Em entrevista ao canal CBS, o jogador relatou como reagiu. “Minha reação inicial foi de felicidade por estar de volta à equipe, mas quando comecei a refletir, percebi que isso causaria muita controvérsia. Pude ver um certo receio nos meus companheiros de equipe porque é algo muito singular”, iniciou.
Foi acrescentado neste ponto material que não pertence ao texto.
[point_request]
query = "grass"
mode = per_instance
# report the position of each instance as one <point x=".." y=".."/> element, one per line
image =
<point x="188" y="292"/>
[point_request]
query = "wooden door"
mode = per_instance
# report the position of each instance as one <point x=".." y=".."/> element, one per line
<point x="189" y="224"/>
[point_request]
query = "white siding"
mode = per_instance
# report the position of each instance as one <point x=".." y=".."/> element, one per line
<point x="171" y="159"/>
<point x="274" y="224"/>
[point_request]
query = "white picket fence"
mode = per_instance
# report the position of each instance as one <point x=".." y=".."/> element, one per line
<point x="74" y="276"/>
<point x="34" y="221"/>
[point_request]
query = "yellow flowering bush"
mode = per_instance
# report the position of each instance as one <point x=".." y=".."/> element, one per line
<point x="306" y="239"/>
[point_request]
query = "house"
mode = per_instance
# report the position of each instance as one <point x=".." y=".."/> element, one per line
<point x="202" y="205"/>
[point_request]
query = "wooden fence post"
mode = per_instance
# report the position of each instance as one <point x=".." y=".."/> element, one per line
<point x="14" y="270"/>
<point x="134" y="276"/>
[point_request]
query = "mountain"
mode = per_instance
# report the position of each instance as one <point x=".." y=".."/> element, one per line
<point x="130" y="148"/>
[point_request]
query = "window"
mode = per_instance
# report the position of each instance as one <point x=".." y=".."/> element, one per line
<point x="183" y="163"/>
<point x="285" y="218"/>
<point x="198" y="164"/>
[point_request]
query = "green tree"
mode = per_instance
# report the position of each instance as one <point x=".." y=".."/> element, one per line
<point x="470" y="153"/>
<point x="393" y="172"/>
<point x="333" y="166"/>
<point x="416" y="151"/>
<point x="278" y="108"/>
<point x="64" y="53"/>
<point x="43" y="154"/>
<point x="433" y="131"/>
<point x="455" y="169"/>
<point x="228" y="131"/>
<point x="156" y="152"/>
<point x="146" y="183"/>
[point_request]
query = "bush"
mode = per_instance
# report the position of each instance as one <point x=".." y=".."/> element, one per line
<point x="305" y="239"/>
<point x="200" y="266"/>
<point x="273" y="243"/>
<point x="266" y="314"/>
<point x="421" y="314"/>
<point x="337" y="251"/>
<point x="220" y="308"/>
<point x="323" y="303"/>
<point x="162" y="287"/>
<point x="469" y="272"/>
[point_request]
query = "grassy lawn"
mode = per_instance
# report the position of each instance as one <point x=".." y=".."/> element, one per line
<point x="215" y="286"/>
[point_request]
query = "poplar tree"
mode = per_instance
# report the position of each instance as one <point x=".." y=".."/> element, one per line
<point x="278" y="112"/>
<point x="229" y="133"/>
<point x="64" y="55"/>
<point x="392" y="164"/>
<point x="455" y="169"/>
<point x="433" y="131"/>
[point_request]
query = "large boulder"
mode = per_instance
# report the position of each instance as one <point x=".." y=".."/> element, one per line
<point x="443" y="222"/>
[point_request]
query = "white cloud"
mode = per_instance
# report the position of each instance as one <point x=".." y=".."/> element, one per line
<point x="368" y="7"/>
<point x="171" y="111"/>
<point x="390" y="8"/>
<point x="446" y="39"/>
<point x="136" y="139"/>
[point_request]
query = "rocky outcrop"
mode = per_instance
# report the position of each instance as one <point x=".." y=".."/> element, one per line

De acordo com Balogun, a repercussão negativa da decisão afetou a seleção dos Estados Unidos. “Quanto mais perto chegávamos do jogo, eu tentava me concentrar o máximo possível, mas era difícil. Havia muito ruído externo e isso é difícil de evitar”, acrescentou.
Balogun reprova expulsão
Conforme o site da Fifa, Balogun foi expulso aos 19 minutos do segundo tempo na vitória dos Estados Unidos por 2 a 0 sobre a Bósnia e Herzegovina. O árbitro brasileiro Raphael Claus puniu o jogador após revisar o lance no VAR.
Balogun discorda da decisão. “Fiquei em choque. Nem foi uma falta. Fiquei totalmente em choque, acho que vocês puderam ver minha reação, mas tive que aceitar a decisão e tentar estar presente para o meu time”, argumentou.
Segundo o jogador, o lance foi sem querer. “Nunca deveria ser cartão vermelho. Então foi apenas uma situação infeliz. Acho que isso nos pressionou muito mais do que o necessário”, finalizou Balogun.
Presidente da Fifa é denunciado
Conforme o site Sky Sports, a FairSquare denunciou Gianni Infantino. O argumento é que o presidente da Fifa violou regras estabelecidas pelo Comitê Olímpico Internacional.